Additionally, HHAs are paid under the Prospective Payment System for Home Health Agencies (HH PPS).26 Typically, there are two payments for an HH PPS unit of payment: the first is paid pursuant to a request for anticipated payment (RAP), and the second is paid upon the submission of the final claim.27 Generally, HHAs are given the greater of 120 days after the start of the episode or 60 days after the paid day of the RAP to submit the final claim.28 If the final claim is not submitted within that timeframe, the MAC auto-cancels the RAP and the full recoupment of the RAP payment is reflected on the HHA’s next remittance advice, requiring the provider to resubmit the RAP before submitting the final claim for payment.29 The blanket 1135 Waivers announced by CMS will permit MACs to extend the auto-cancellation date of RAPs.30
D. Waivers applicable to excluded distinct part units and patients of those units
Medicare statute and regulations provide for the classification of special types of Medicare-certified hospitals (or units of hospitals) that are excluded from payment under IPPS.31 Failure to meet any of the criteria specified in the Medicare regulations reverts the special classification of a hospital or unit to an acute care inpatient hospital or unit that is paid under the IPPS.
For an acute care hospital’s distinct part psychiatric unit to qualify for exemption from IPPS, a distinct part unit must be primarily engaged in providing, by or under the supervision of a psychiatrist, psychiatric services for the diagnosis and treatment of persons with mental illness as well as meet the conditions of participation for hospitals and the special conditions of participation for psychiatric hospitals.32 A distinct part psychiatric unit must meet the requirements established for distinct part units in hospitals including separately identifiable admission and discharge records and physically separate beds, and must also meet additional requirements established by regulation.33
An inpatient rehabilitation facility or unit (IRF) likewise must meet certain requirements to be excluded from IPPS and paid as an IRF. These conditions of classification require that at least 75 percent of the IRF’s inpatient population must require intensive rehabilitation services for one of 10 enumerated conditions,34 and a distinct IRF unit must have beds that are physically separate from the hospital’s other beds, separately identified admission and discharge records from those of the hospital, and policies that specify that necessary clinical information is sent to the unit upon transfer of a hospital’s patient to the unit, and it must meet additional conditions of payment.35
The blanket 1135 Waivers permit acute care hospitals to place acute care inpatients in their excluded distinct part units without causing a reversion of those units to a general acute care hospital unit for reimbursement classification purposes. Before placing patients in its excluded unit(s), the hospital must assess whether placement is appropriate for the care of acute inpatients, and the decision to place an acute care patient in such a unit must be documented in the patient’s medical record and with a note that the reason for the placement is due to capacity issues related to the COVID-19 emergency. The hospital should continue to bill for the acute inpatient’s services under the IPPS (rather than under the excluded unit’s reimbursement system).

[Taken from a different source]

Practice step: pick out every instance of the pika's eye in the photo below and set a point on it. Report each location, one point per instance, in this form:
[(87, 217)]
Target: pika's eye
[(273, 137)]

CMS similarly will permit hospitals to relocate inpatients from an excluded distinct part psychiatric or IRF unit to an acute care unit. Before making the relocation, the hospital must assess whether relocation of the excluded unit patient to the acute care bed unit location and the staff and environment are appropriate for the patient. With respect to a psychiatric patient, this includes an assessment that the transfer will keep those around them in the acute care unit safe, and with respect to a rehabilitation patient, the assessment should include whether the patient can continue to receive the necessary intensive therapy services they require. Any relocation must be documented in the patient’s medical record and with a reference to the reason for relocation being related to the COVID-19 emergency. The hospital should continue to bill for services provided to the excluded unit patient under the applicable excluded unit payment system. Note that this waiver also applies to providers attempting to obtain IRF classification, but who have yet to be classified as such.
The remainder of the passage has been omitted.